On the universality of knot probability ratios

TL;DR

This paper investigates whether the ratios of probabilities of different knot types in large random polygons are universal across various lattice types, providing evidence that these ratios depend only on the knot types themselves.

Contribution

It demonstrates that the amplitude ratios of knot probabilities are universal quantities, consistent across different lattice structures, supporting a key hypothesis in knot probability theory.

Findings

Amplitude ratios are approximately lattice-independent.

A long polygon is about 28 times more likely to be a trefoil than a figure-eight.

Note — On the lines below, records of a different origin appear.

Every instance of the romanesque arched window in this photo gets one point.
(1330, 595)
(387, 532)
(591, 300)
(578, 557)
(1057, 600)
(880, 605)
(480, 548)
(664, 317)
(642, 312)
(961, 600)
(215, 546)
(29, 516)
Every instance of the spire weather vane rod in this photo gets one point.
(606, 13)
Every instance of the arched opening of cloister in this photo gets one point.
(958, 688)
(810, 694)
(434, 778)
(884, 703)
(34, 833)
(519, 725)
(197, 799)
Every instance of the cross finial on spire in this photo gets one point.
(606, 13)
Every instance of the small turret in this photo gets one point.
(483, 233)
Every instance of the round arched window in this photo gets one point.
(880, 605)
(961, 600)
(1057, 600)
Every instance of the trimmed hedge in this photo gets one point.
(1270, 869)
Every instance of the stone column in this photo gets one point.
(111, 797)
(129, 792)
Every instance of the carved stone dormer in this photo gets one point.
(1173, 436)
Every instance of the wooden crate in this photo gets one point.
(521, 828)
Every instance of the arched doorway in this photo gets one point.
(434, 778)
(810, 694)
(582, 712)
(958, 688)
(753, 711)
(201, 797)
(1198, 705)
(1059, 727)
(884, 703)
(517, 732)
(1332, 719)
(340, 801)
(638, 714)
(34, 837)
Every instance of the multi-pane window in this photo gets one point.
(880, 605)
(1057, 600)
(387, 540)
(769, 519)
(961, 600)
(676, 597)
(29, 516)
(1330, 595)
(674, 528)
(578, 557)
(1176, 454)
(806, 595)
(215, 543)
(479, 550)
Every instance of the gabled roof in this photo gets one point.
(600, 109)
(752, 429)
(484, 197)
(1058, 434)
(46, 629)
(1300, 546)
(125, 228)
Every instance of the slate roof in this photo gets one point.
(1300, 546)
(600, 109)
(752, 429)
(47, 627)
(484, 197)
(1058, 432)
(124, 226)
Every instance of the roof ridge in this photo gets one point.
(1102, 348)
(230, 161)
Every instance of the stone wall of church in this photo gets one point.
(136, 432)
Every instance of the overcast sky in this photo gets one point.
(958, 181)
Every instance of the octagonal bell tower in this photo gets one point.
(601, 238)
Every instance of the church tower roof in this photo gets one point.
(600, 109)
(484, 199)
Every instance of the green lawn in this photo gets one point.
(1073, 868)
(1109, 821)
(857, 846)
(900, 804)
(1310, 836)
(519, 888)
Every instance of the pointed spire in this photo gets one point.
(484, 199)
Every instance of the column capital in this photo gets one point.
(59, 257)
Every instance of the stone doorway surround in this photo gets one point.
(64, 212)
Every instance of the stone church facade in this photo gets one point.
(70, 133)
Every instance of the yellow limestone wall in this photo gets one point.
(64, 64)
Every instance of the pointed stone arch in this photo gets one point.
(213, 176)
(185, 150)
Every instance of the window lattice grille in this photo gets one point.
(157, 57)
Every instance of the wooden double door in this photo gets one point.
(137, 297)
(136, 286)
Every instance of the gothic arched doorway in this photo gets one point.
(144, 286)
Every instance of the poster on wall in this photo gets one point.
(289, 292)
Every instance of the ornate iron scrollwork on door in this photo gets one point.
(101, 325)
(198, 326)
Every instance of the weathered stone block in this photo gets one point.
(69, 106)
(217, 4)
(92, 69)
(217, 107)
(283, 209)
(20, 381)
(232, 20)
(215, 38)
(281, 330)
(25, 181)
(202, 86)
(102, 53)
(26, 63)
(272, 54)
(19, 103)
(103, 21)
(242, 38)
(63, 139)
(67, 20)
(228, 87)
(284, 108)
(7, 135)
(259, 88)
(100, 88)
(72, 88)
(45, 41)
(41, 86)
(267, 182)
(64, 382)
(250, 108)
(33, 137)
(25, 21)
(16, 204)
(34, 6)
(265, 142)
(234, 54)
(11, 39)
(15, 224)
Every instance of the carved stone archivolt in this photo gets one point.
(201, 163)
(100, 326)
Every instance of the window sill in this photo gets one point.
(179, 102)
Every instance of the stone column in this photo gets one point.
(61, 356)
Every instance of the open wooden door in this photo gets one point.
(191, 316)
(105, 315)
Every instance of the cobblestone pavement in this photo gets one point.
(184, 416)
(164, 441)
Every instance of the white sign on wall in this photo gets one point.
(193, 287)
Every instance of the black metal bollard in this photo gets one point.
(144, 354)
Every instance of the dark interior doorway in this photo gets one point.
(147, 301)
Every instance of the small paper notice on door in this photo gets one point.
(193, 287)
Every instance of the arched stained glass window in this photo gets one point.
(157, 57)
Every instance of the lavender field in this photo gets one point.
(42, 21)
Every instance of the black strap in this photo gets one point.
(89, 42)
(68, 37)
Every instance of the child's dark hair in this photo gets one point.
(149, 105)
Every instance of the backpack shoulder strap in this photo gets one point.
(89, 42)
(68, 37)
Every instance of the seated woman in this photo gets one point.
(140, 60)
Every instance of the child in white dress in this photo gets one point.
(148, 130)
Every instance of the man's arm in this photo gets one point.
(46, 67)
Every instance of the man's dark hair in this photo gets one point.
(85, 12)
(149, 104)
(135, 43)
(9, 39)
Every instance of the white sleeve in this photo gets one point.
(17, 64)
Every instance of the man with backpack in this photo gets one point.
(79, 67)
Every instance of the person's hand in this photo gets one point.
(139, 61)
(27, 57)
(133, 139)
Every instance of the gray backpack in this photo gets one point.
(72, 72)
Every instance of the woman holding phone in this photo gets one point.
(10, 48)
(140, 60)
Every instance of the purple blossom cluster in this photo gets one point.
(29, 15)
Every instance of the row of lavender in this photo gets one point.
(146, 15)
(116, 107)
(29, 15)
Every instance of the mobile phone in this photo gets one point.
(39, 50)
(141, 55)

Results support the universality hypothesis of knot probability ratios.

Abstract

Let $p_n$ denote the number of self-avoiding polygons of length $n$ on a regular three-dimensional lattice, and let $p_n(K)$ be the number which have knot type $K$. The probability that a random polygon of length $n$ has knot type $K$ is $p_n(K)/p_n$ and is known to decay exponentially with length. Little is known rigorously about the asymptotics of $p_n(K)$, but there is substantial numerical evidence that $p_n(K)$ grows as $p_n(K) \simeq \, C_K \, \mu_\emptyset^n \, n^{\alpha-3+N_K}$, as $n \to \infty$, where $N_K$ is the number of prime components of the knot type $K$. It is believed that the entropic exponent, $\alpha$, is universal, while the exponential growth rate, $\mu_\emptyset$, is independent of the knot type but varies with the lattice. The amplitude, $C_K$, depends on both the lattice and the knot type. The above asymptotic form implies that the relative probability of a random polygon of length $n$ having prime knot type $K$ over prime knot type $L$ is $\frac{p_n(K)/p_n}{p_n(L)/p_n} = \frac{p_n(K)}{p_n(L)} \simeq [ \frac{C_K}{C_L} ]$. In the thermodynamic limit this probability ratio becomes an amplitude ratio; it should be universal and depend only on the knot types $K$ and $L$. In this letter we examine the universality of these probability ratios for polygons in the simple cubic, face-centered cubic, and body-centered cubic lattices. Our results support the hypothesis that these are universal quantities. For example, we estimate that a long random polygon is approximately 28 times more likely to be a trefoil than be a figure-eight, independent of the underlying lattice, giving an estimate of the intrinsic entropy associated with knot types in closed curves.